Julian had a sudden craving for strawberry jam. He went to the bar, ordered a Bloody Mary, took it back to his table along with a dish of honey-roasted peanuts. The honey part took the edge off his craving, but only a little. He was recalling the way Gail Bender’s bat had gazed up at him with its dark eyes when the brothers walked into the bar. His thoughts went to the to-do list, Scott subsection: friendly discussion of investment strategy, esp, options trading; find out more about family insurance firm; does Tom have children? There weren’t many people in the bar and Scott spotted him right away, surprised, then delighted, then conspiratorial, or at least showing awareness that there might be a sudden need for conspiracy: exactly the type of reaction that was going to make the creation of the living epic novel so gratifying. Julian gave him a wave, friendly-like.
“Hey, Julian,” said Scott. He felt like jumping up and down with happiness and relief, so light on his feet, light all over, as if he might rise and float around for a while. “What’re you doing here?”
“Just happened by.”
“Julian, my brother, Tom.
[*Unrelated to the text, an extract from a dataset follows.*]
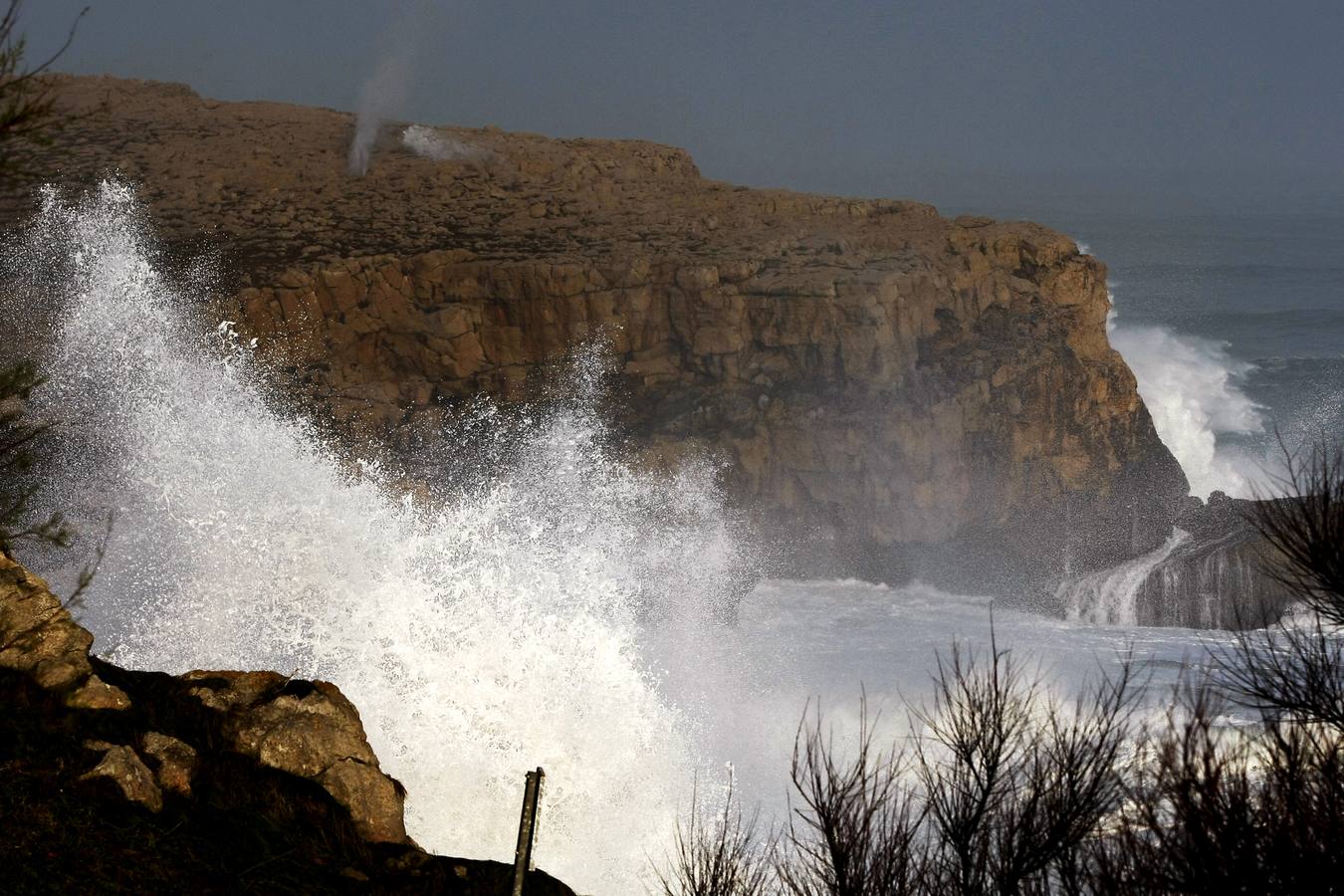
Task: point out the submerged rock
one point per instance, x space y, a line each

Tom, Julian.”
They shook hands.
“You a tennis player, Julian?” Tom said. Tom had an expression on his face Scott had never seen there before, kind of stunned. He gave Tom a little pat on the back. The muscles in there were like stone.
“Thinking of getting back into it,” Julian said. “I’m checking out some of the local clubs. You gentlemen care to join me?”